Nearly 20 years after its founding and after becoming a "nationally renowned college-prep program", Project GRAD shifted away from the scholarship provider model to a community based model outside of the school district. In 2015, in partnership with the City of Houston and Houston Public Library, Project GRAD brought cafécollege, originally a San Antonio "'one-stop-shop' for free college access advice, guidance, and workshops" to Houston in the form of cafécollege Houston. Staffed by Project GRAD advisors, cafécollege Houston provides free college and career information in English and Spanish to anyone in the greater Houston area.
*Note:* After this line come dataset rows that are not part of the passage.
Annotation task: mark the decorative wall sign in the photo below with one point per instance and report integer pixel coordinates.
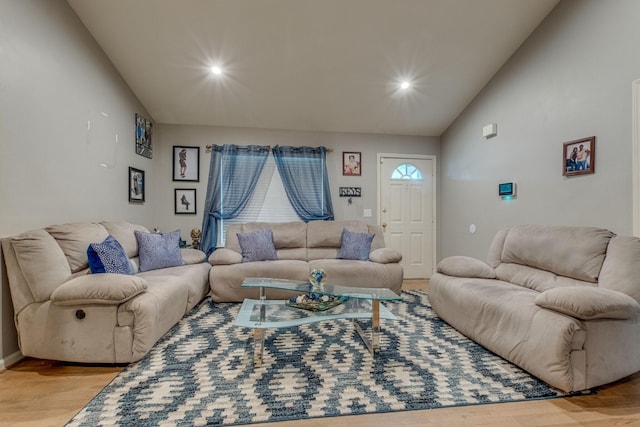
(185, 201)
(351, 163)
(186, 163)
(350, 191)
(144, 135)
(136, 185)
(579, 156)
Project GRAD has had more than 6,800 of its GRAD Scholars enroll in a community college or university and over 2,100 Scholars who have earned a certificate, associate degree or bachelor's degree. cafécollege Houston has welcomed over 10,000 visitors and GRAD has provided its services to more than 4,000 Houstonians.

== New Model ==
On December 27, 2013, The Houston Chronicle reported that Project GRAD Houston phased out its local scholarship grants and pulled out staff from the Houston Independent School District. This is where the college preparatory program was founded more than two decades ago to assist financially needy students at problematic institutions. However, this model continued to be practiced in some areas which include Alaska, Atlanta, and Los Angeles. The non-profit organization maintained a hundred employees during its peak. The ISD also gave Project GRAD a subsidy of $5 million until the platform was scrutinized. The last fund grant worth $1.3 million for the Project came in during the 2011 – 20112 school year. After this, the non-profit deemed it necessary to create a different model. Project GRAD uses its yearly budget ($4 million) for 18 employees and 23 AmeriCorps members in area non-profit offices as well as universities.